Nessa amizade, tenho aprendido a esperar. Nos passos desse aprendizado, já tropecei algumas vezes. Fiz algo que Deus nunca faz: interferir. Um amor de liberdade é o amor de Deus por nós. Precisamos, então, imitá-lo. Quando temos um amigo, um namoro, um matrimônio... podemos tropeçar achando que, para ver o outro feliz, somos nós os responsáveis por essa felicidade, e apresentamos inúmeras propostas para que o outro faça. Realmente somos parte importante. Podemos, com nossa presença, contribuir muito para isso. Mas não podemos exigir que o outro seja igual a nós. Que goste das mesmas coisas, que pense do mesmo jeito, que aja exatamente conforme nosso modelo, que faça o que queremos... que ame da mesma forma que amamos.
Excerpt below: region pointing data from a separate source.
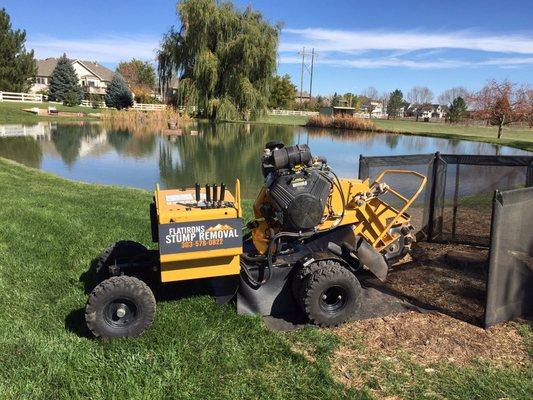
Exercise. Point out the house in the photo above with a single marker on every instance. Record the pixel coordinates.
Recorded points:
(334, 111)
(166, 92)
(374, 108)
(426, 111)
(93, 77)
(304, 98)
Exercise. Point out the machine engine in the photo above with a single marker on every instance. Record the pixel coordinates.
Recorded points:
(297, 187)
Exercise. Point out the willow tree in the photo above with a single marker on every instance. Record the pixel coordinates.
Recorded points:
(224, 59)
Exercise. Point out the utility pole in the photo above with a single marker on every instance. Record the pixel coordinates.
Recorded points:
(302, 76)
(311, 80)
(309, 70)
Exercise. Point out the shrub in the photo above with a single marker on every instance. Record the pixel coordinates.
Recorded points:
(117, 94)
(341, 122)
(71, 99)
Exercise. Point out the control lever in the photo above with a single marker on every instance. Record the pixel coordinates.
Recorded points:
(207, 195)
(197, 192)
(215, 195)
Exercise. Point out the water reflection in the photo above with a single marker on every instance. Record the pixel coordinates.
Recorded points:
(203, 152)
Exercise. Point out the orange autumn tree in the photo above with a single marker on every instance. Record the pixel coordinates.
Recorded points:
(501, 103)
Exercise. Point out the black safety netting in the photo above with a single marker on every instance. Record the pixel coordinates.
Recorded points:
(450, 269)
(465, 190)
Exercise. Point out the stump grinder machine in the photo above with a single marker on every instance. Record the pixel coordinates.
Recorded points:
(312, 235)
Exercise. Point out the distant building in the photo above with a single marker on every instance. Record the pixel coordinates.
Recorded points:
(334, 111)
(304, 98)
(426, 111)
(376, 106)
(93, 77)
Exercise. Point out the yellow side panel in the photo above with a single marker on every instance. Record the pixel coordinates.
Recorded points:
(196, 255)
(200, 268)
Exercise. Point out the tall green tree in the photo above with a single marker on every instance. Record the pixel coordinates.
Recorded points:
(335, 100)
(64, 83)
(140, 77)
(117, 94)
(17, 66)
(283, 92)
(225, 59)
(395, 104)
(457, 109)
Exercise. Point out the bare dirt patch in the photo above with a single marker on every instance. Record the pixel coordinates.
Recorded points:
(433, 337)
(429, 280)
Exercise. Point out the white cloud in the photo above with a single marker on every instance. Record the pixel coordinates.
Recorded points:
(106, 49)
(409, 49)
(350, 41)
(384, 62)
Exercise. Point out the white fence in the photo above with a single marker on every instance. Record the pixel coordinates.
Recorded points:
(148, 107)
(293, 112)
(136, 106)
(21, 97)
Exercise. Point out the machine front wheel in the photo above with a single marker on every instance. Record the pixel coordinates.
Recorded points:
(120, 306)
(331, 295)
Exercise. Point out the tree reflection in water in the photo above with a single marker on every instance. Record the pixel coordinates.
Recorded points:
(218, 153)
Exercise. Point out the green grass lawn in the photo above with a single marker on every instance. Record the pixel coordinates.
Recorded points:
(283, 120)
(514, 137)
(12, 113)
(51, 230)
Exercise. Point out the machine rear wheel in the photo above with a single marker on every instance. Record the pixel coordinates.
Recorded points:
(331, 295)
(120, 306)
(120, 249)
(300, 276)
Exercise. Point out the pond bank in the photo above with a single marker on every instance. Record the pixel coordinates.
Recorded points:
(521, 138)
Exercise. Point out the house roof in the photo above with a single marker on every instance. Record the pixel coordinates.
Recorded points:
(47, 66)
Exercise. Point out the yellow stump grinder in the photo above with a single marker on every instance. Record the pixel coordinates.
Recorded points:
(312, 235)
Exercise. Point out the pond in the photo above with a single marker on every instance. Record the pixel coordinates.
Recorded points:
(203, 153)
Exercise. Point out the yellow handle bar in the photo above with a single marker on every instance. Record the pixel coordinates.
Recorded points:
(407, 201)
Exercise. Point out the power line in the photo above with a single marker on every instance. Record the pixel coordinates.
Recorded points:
(309, 69)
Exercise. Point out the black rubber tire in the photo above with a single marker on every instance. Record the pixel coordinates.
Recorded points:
(343, 295)
(122, 248)
(299, 276)
(128, 292)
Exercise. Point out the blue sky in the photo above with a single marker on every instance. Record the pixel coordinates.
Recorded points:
(385, 44)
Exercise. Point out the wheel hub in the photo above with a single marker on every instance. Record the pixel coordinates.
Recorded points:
(120, 312)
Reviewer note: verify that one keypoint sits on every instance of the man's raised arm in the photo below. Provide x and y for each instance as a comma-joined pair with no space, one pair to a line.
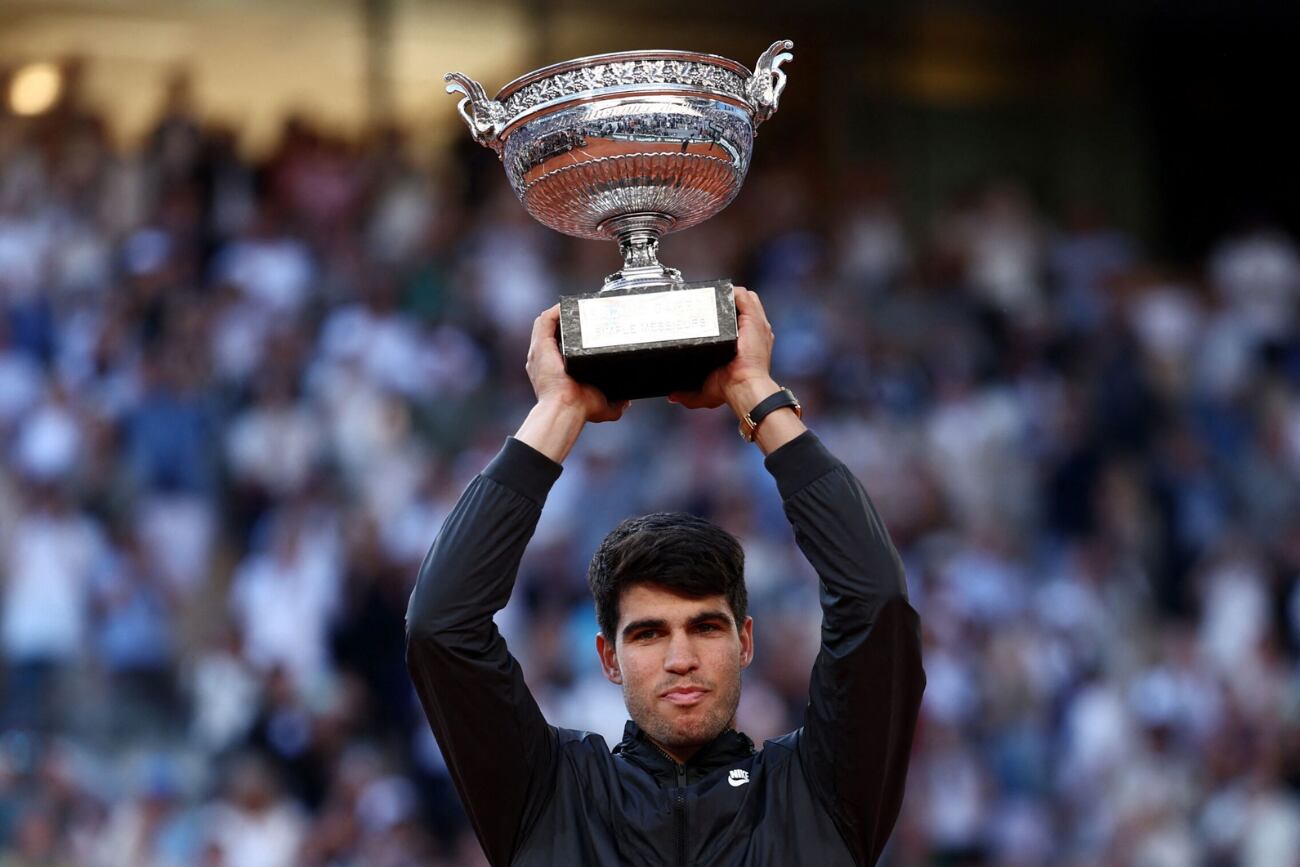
497,745
867,680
Imitar a Deus é deixar o medo de não ser amado pelo desejo de amar. O que nos faz felizes não é ser amado, mas o amar. Imitar a Deus é amar o outro, simplesmente amar. E isso é uma opção...
Nesse amar, está o mandamento cristão (Marcos 12, 28s): ouvir a voz de Deus, que é amor, amando a Deus e ao próximo como a si mesmo. E aí está o ponto de partida: ouvir-se! Só quem olha para si mesmo, com amor sincero e abertura de coração, pode amar.
Amo meu amigo. É um amor de opção. E enquanto for capaz de assim caminhar, serei feliz. E o farei feliz... na liberdade!